Von Klaus-Peter Schmid

Athen

Theodoras Pangalos ist zu südländischen Zornesausbrüchen fähig. Das wäre im Land der Griechen nicht weiter tragisch, amtierte der große, stämmige Mann nicht als Athens Europaminister. Deutschland, so wetterte er vergangene Woche, sei seit der Wiedervereinigung ein "Riese mit der Kraft eines Monstrums und dem Verstand eines Kindes", dem "pangermanische Träume" entsprängen.

Der Anlaß für die Beschimpfung: Außenminister Klaus Kinkel drängt auf die volle Anerkennung Mazedoniens durch die Europäische Union. Bisher sperren sich die Griechen vehement dagegen, solange die ehemalige jugoslawische Teilrepublik nicht ihren Namen ändert. Athener Politiker aller Parteien lesen aus der Namensgleichheit nämlich Gebietsansprüche auf die griechische Nordprovinz Mazedonien heraus. Daß der deutsche Außenminister die Sache bis Jahresende vom Tisch haben möchte, ist für die Griechen ein gezielter Affront. Denn am 1. Januar übernehmen sie turnusmäßig die EU-Präsidentschaft.

Theodoras Pangalos wollte nun demonstrieren, daß mit ihm in den nächsten sechs Monaten zu rechnen ist. Einmal von Amts wegen. Denn Ministerpräsident Andreas Papandreou hat seinem Europaminister die Aufgabe zugedacht, ein halbes Jahr lang die Schaltstelle für die gemeinsame Politik der Zwölf zu sein und den monatlichen Rat der Außenminister zu leiten. Zum andern gilt der 57jährige Pangalos in Athen als einer der besten Köpfe der seit ein paar Wochen amtierenden linken Regierung. Ein prominenter Oppositionspolitiker nennt ihn gar den "einzigen intelligenten Minister". Pangalos ist durchaus imstande, ebenso Einsichtiges wie Moderates von sich zu geben – in vorzüglichem Französisch und mit hemdsärmeligem Charme.

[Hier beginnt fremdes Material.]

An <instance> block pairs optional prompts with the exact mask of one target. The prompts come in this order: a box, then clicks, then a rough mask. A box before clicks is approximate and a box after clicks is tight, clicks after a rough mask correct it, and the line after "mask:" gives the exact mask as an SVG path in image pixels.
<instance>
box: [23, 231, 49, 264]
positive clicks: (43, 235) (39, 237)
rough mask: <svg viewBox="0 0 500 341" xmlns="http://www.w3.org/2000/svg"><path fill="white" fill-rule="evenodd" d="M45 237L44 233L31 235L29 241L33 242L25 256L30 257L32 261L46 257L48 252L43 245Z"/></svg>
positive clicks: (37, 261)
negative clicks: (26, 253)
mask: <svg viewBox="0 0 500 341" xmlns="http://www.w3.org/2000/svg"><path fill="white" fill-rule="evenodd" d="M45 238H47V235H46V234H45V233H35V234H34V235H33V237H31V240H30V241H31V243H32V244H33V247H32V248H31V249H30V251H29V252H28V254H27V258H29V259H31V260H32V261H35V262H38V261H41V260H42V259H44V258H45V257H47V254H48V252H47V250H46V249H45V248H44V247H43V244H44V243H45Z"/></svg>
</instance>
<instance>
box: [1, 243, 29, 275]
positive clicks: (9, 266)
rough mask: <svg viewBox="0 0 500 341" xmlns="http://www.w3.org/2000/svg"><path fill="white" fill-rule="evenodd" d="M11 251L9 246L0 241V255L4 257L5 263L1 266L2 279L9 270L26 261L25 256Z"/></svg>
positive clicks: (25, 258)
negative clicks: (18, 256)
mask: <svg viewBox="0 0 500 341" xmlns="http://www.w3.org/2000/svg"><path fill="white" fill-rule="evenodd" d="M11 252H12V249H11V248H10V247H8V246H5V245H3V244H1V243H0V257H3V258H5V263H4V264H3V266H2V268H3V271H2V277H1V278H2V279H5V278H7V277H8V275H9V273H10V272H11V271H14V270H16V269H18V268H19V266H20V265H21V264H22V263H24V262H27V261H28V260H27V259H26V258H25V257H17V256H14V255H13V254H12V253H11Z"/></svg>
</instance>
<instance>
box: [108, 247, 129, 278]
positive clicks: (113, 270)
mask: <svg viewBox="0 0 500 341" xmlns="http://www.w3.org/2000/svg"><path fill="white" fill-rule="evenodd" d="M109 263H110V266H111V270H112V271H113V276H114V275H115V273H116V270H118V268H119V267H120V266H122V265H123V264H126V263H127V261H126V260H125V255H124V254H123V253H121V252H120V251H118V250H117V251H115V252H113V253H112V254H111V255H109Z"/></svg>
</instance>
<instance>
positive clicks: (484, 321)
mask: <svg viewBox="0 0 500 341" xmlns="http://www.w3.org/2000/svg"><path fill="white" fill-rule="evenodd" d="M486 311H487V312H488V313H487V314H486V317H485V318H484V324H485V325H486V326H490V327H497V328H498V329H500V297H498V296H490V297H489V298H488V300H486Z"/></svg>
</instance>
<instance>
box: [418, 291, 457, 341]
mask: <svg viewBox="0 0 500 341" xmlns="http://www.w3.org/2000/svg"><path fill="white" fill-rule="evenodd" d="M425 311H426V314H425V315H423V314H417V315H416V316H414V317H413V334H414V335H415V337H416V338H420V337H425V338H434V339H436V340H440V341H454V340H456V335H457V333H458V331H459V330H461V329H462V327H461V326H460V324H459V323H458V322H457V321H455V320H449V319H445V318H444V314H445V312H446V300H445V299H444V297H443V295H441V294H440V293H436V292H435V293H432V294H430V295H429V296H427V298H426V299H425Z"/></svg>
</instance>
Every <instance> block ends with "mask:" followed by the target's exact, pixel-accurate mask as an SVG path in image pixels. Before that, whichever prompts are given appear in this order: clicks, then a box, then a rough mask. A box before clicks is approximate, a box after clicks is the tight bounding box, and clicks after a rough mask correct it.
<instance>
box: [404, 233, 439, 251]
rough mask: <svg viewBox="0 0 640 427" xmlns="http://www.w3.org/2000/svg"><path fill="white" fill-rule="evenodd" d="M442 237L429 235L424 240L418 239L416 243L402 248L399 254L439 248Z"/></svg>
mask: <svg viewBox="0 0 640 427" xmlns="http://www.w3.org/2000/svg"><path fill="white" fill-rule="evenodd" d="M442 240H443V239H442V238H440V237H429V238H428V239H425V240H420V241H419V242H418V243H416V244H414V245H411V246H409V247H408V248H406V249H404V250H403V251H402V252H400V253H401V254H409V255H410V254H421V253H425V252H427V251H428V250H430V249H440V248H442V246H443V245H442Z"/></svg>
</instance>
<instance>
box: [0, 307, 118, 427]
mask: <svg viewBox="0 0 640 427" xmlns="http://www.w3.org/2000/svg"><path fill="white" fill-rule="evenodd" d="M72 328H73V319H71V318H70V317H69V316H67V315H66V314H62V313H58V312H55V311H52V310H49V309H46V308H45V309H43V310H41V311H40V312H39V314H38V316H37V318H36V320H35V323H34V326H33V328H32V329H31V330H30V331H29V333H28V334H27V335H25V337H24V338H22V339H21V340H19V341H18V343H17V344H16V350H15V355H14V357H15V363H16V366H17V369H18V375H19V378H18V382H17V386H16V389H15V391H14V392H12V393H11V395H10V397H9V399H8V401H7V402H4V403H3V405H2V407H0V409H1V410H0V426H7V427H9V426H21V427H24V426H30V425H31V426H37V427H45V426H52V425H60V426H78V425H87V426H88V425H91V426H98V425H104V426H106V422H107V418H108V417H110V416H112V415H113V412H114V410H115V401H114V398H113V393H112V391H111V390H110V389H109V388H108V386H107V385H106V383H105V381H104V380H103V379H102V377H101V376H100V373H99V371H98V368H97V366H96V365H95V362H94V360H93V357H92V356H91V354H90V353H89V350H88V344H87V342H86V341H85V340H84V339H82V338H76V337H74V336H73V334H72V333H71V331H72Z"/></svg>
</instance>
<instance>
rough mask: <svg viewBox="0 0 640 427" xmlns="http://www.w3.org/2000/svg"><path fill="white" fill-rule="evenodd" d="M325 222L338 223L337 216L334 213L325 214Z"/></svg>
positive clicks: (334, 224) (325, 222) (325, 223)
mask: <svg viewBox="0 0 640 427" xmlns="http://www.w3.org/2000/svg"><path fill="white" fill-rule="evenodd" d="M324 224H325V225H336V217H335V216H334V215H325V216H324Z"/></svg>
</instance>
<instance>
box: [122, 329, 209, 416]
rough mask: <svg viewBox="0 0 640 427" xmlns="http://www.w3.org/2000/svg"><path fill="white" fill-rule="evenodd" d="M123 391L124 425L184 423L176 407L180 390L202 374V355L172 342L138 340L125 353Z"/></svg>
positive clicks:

Allerdings ist der promovierte Ökonom, der die Jahre der Obristen-Diktatur in Frankreich verbrachte und Anfang der siebziger Jahre an der Pariser Sorbonne lehrte, immer auch für eine verbale Entgleisung gut. Pangalos qualifiziert die türkischen Nachbarn als Räuber und Gangster und hält ihnen vor, sie schlichen "mit ihren blutbeschmierten Stiefeln über die Teppiche Europas". Ein sozialistischer Parteifreund bezeichnet ihn lachend als einen "Verrückten" – und verzeiht ihm seine Exzesse.

Die europäischen Partner werden weniger nachsichtig sein. Sie hören es nicht so gern, wenn man ihnen vorwirft, sie ließen die Europäische Union zu einer "Höhle von Verschwörern" verkommen. Immerhin erhält Griechenland den größten Brocken aus den Brüsseler Töpfen. Von dem "verwöhnten Kind Europas" (so L’Express), wird um so mehr Zurückhaltung erwartet, als sein ökonomischer Rückstand auf die Partner wächst. Für Pangalos ist das kein Grund, sich zu verstecken: "Richtig, wir sind die Ärmsten der Gemeinschaft. Aber das ist keine Schande, sondern ein Problem." Die Brüsseler Milliarden flössen ohnehin weitgehend in die Geberländer zurück. Gegen letzte Zweifel hat er noch ein Universalargument parat: "Europa basiert auf vielen griechischen Ideen."